People v. Nunez

Decision Date20 August 2014
Citation2014 N.Y. Slip Op. 05900,991 N.Y.S.2d 121,120 A.D.3d 714
PartiesThe PEOPLE, etc., respondent, v. Raul NUNEZ, appellant.
CourtNew York Supreme Court — Appellate Division

OPINION TEXT STARTS HERE

Lynn W.L. Fahey, New York, N.Y. (Denise A. Corsi of counsel), for appellant, and appellant pro se.

Richard A. Brown, District Attorney, Kew Gardens, N.Y. (John M. Castellano, Johnnette Traill, and Emil Bricker of counsel), for respondent.

WILLIAM F. MASTRO, J.P., PLUMMER E. LOTT, SANDRA L. SGROI, and HECTOR D. LaSALLE, JJ.

Appeal by the defendant from a judgment of the Supreme Court, Queens County (Kron, J.), rendered April 7, 2011, convicting him of attempted manslaughter in the first degree (two counts), aggravated assault upon a police officer, criminal possession of a weapon in the second degree, attempted assault in the first degree (two counts), assault on a police officer, theft of services, and resisting arrest, upon a jury verdict, and imposing sentence.

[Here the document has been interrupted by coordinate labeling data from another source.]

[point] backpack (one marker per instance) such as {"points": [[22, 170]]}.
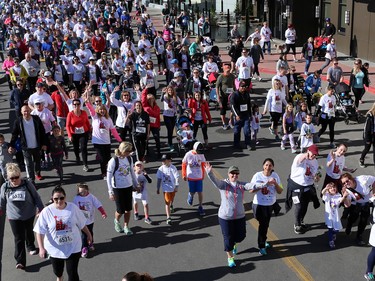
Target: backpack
{"points": [[117, 163]]}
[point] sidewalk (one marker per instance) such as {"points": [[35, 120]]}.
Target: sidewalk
{"points": [[268, 65]]}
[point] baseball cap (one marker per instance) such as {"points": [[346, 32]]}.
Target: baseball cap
{"points": [[233, 169], [314, 149], [166, 157], [138, 163], [47, 73]]}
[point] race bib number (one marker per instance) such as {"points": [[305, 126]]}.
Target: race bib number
{"points": [[229, 91], [79, 130], [295, 200], [19, 195], [243, 107], [64, 239], [141, 130]]}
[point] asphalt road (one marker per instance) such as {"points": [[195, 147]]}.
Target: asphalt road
{"points": [[192, 248]]}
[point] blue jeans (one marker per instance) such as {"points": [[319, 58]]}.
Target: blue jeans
{"points": [[245, 124], [268, 47], [308, 62]]}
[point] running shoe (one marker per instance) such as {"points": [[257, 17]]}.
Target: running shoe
{"points": [[84, 252], [231, 262], [263, 251], [201, 211], [235, 249], [190, 199], [127, 231], [118, 226], [136, 217], [369, 276]]}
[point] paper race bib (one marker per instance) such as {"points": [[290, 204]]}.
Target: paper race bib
{"points": [[19, 195], [79, 130], [64, 238], [229, 91], [295, 200], [141, 130], [243, 107]]}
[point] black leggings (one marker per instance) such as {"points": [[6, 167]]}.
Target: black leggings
{"points": [[71, 266], [358, 211], [198, 123], [358, 93], [104, 153], [156, 134], [256, 69], [139, 143], [328, 122], [123, 132], [301, 208], [170, 122], [367, 149], [263, 215], [22, 232], [80, 143]]}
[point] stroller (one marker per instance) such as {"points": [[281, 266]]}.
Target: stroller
{"points": [[320, 46], [212, 95], [345, 105], [197, 62], [183, 148]]}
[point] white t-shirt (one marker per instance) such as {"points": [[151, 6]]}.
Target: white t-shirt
{"points": [[267, 195], [142, 195], [194, 161], [244, 65], [307, 131], [101, 128], [303, 173], [113, 40], [125, 176], [275, 100], [61, 230], [46, 117], [331, 208], [29, 128], [46, 97], [87, 205], [328, 104], [364, 187], [169, 177], [336, 168]]}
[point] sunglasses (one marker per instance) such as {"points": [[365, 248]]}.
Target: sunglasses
{"points": [[345, 182]]}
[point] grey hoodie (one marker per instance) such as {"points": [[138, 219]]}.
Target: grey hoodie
{"points": [[231, 206], [20, 202]]}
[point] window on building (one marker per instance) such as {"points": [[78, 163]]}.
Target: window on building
{"points": [[342, 9], [326, 5]]}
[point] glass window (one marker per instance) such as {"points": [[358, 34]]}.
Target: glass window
{"points": [[326, 5], [342, 9]]}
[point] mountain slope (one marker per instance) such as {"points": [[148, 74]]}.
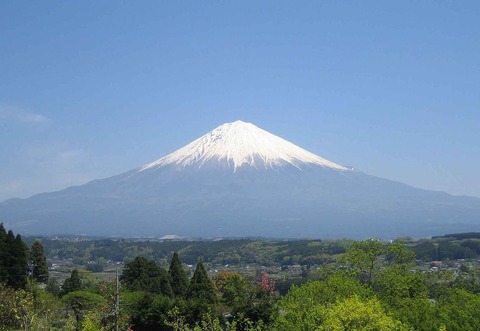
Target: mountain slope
{"points": [[239, 180]]}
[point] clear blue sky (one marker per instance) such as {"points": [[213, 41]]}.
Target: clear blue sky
{"points": [[90, 89]]}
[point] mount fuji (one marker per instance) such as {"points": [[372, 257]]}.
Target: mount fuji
{"points": [[239, 180]]}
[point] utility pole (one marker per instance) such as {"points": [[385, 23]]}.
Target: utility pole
{"points": [[117, 299]]}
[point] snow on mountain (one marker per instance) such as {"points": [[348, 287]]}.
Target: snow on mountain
{"points": [[240, 144]]}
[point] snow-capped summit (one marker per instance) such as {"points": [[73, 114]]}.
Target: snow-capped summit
{"points": [[239, 144]]}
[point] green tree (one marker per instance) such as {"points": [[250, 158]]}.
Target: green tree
{"points": [[144, 275], [15, 261], [178, 276], [364, 256], [39, 262], [16, 308], [72, 283], [201, 287], [355, 314], [304, 307]]}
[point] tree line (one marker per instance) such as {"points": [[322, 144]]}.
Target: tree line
{"points": [[373, 285]]}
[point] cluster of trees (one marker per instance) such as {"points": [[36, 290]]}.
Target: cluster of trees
{"points": [[267, 253], [17, 261], [375, 289], [157, 299], [371, 286]]}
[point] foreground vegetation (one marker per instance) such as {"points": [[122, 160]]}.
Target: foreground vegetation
{"points": [[340, 285]]}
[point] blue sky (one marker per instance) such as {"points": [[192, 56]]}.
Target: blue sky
{"points": [[93, 89]]}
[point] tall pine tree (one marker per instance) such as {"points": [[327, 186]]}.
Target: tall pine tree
{"points": [[39, 262], [3, 254], [178, 277], [201, 287]]}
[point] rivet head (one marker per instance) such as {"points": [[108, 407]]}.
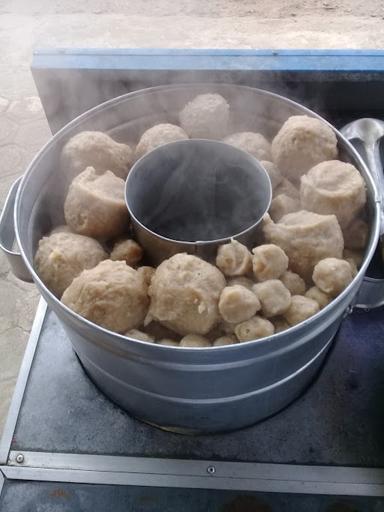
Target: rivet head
{"points": [[19, 458]]}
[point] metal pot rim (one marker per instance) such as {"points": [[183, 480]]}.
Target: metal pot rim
{"points": [[68, 129]]}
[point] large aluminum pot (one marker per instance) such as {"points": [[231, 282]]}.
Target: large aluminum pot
{"points": [[185, 389]]}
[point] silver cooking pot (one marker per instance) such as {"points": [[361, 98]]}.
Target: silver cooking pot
{"points": [[185, 389]]}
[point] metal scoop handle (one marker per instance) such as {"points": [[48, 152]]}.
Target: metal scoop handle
{"points": [[369, 132]]}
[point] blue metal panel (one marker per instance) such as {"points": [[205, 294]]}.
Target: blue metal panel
{"points": [[370, 61], [339, 82]]}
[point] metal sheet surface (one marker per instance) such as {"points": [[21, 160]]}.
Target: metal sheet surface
{"points": [[18, 496], [340, 84], [338, 421]]}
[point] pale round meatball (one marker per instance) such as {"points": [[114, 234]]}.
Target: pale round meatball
{"points": [[280, 324], [147, 273], [301, 143], [354, 256], [97, 150], [139, 335], [234, 259], [306, 238], [159, 332], [287, 188], [332, 275], [269, 261], [158, 135], [61, 257], [294, 283], [274, 297], [61, 229], [206, 117], [356, 235], [168, 342], [227, 328], [184, 293], [112, 295], [300, 309], [225, 340], [127, 250], [194, 340], [237, 304], [95, 205], [282, 205], [273, 172], [255, 328], [241, 281], [333, 187], [323, 299], [251, 142]]}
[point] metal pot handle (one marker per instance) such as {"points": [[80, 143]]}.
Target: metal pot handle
{"points": [[7, 236], [369, 132]]}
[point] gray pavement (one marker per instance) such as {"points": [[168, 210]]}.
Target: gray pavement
{"points": [[26, 24]]}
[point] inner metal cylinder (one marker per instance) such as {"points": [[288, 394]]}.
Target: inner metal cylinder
{"points": [[194, 195]]}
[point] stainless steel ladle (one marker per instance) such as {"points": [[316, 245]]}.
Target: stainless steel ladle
{"points": [[369, 132]]}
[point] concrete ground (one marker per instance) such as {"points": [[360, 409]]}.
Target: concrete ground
{"points": [[26, 24]]}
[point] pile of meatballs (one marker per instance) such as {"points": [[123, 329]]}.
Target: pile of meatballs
{"points": [[314, 234]]}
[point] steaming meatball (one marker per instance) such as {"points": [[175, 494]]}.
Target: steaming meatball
{"points": [[241, 281], [97, 150], [251, 142], [302, 143], [227, 328], [158, 331], [61, 229], [356, 234], [288, 189], [300, 309], [224, 340], [139, 335], [234, 259], [253, 329], [238, 304], [323, 299], [194, 340], [61, 257], [274, 297], [282, 205], [128, 251], [206, 117], [332, 275], [280, 324], [273, 173], [333, 187], [294, 283], [269, 262], [95, 205], [353, 256], [306, 238], [184, 293], [158, 135], [168, 342], [147, 273], [112, 295]]}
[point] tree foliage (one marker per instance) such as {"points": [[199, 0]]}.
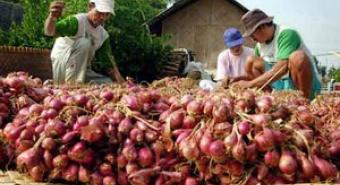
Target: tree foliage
{"points": [[334, 73], [138, 53]]}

The appeal brings up for review the denial, after a hearing (Gross, J.), of that branch of the defendant's omnibus motion which was to suppress his statements to law enforcement officials.

ORDERED that the judgment is modified, on the law, by vacating the conviction of assault on a police officer, as charged in count ten of the indictment, vacating the sentence imposed thereon, and remitting the matter to the Supreme Court, Queens County, for a new trial as to that count of the indictment; as so modified, the judgment is affirmed.

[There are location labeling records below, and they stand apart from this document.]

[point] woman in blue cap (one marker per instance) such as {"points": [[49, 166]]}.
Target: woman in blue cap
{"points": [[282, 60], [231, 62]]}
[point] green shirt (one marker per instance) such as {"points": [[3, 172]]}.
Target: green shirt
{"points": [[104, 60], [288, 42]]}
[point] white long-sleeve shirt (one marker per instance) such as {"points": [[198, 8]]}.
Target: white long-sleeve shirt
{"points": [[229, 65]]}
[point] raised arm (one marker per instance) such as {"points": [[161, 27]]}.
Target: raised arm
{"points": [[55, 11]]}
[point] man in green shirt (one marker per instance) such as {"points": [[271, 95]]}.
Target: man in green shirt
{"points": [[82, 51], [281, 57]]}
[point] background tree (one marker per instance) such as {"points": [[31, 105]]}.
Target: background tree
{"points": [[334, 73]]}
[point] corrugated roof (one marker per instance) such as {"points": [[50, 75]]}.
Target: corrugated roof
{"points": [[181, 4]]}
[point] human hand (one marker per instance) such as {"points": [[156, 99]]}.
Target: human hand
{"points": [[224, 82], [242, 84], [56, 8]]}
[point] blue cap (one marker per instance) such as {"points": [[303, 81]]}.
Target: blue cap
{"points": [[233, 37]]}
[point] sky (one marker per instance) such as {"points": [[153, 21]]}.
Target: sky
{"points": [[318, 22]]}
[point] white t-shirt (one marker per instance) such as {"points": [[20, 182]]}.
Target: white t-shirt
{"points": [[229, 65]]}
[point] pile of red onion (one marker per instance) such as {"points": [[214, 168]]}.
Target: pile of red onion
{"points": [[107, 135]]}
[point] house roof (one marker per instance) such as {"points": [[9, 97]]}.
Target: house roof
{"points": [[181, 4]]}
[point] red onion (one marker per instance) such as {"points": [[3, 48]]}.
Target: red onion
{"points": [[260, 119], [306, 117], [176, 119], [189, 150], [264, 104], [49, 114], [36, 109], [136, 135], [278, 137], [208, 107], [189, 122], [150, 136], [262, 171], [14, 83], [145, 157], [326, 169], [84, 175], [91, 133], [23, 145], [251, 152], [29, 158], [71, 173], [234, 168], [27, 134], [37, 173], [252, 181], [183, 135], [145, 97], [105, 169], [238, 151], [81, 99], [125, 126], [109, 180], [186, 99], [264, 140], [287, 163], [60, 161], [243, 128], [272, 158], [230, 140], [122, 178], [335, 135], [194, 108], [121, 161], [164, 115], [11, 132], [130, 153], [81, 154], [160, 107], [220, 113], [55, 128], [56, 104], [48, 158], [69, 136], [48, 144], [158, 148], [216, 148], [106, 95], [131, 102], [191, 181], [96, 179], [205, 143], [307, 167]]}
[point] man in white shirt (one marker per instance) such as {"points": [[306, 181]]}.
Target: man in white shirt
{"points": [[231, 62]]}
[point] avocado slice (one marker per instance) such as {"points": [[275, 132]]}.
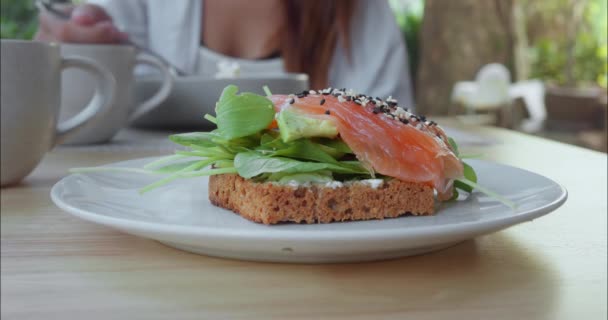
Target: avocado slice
{"points": [[295, 125]]}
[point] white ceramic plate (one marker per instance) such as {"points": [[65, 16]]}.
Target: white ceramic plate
{"points": [[180, 215]]}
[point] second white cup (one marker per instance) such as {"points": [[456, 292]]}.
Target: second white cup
{"points": [[79, 86]]}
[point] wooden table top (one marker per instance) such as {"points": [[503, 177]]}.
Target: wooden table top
{"points": [[55, 266]]}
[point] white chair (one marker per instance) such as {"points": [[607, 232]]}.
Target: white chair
{"points": [[492, 91]]}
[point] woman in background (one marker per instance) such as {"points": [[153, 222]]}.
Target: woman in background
{"points": [[338, 43]]}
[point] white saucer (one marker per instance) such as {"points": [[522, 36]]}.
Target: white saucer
{"points": [[180, 215]]}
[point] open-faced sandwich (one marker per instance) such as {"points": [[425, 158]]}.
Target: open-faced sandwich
{"points": [[319, 156]]}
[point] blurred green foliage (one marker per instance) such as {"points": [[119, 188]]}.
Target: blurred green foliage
{"points": [[18, 19], [549, 55]]}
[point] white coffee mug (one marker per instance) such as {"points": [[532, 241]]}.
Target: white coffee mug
{"points": [[120, 60], [30, 101]]}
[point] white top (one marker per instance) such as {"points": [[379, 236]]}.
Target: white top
{"points": [[209, 64], [379, 59]]}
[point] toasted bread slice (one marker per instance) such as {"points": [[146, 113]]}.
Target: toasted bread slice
{"points": [[271, 203]]}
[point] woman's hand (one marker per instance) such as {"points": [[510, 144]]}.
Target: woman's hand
{"points": [[87, 24]]}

The charges against the defendant arose from an incident in which he shot and seriously wounded two police officers in a subway station, and allegedly attempted to shoot a third officer.

Contrary to the defendant's contention, the Supreme Court did not err in denying his request to charge assault in the second degree under Penal Law § 120.05(4) as a lesser-included offense of the counts of attempted assault in the first degree and aggravated assault upon a police officer, with respect to the shooting of Police Officer Farina. When viewed in the light most favorable to the defendant, there was no reasonable view of the evidence that the defendant acted recklessly, rather than intentionally, in firing a gun at Officer Farina, particularly as the record showed that the defendant grabbed a gun belonging to a police officer during a physical struggle with Officer Farina and then fired the gun in close proximity to Officer Farina, striking him ( see People v. Gutt, 101 A.D.3d 423, 424, 954 N.Y.S.2d 535; People v. Funchess, 284 A.D.2d 478, 728 N.Y.S.2d 175; People v. Ellis, 230 A.D.2d 751, 646 N.Y.S.2d 452).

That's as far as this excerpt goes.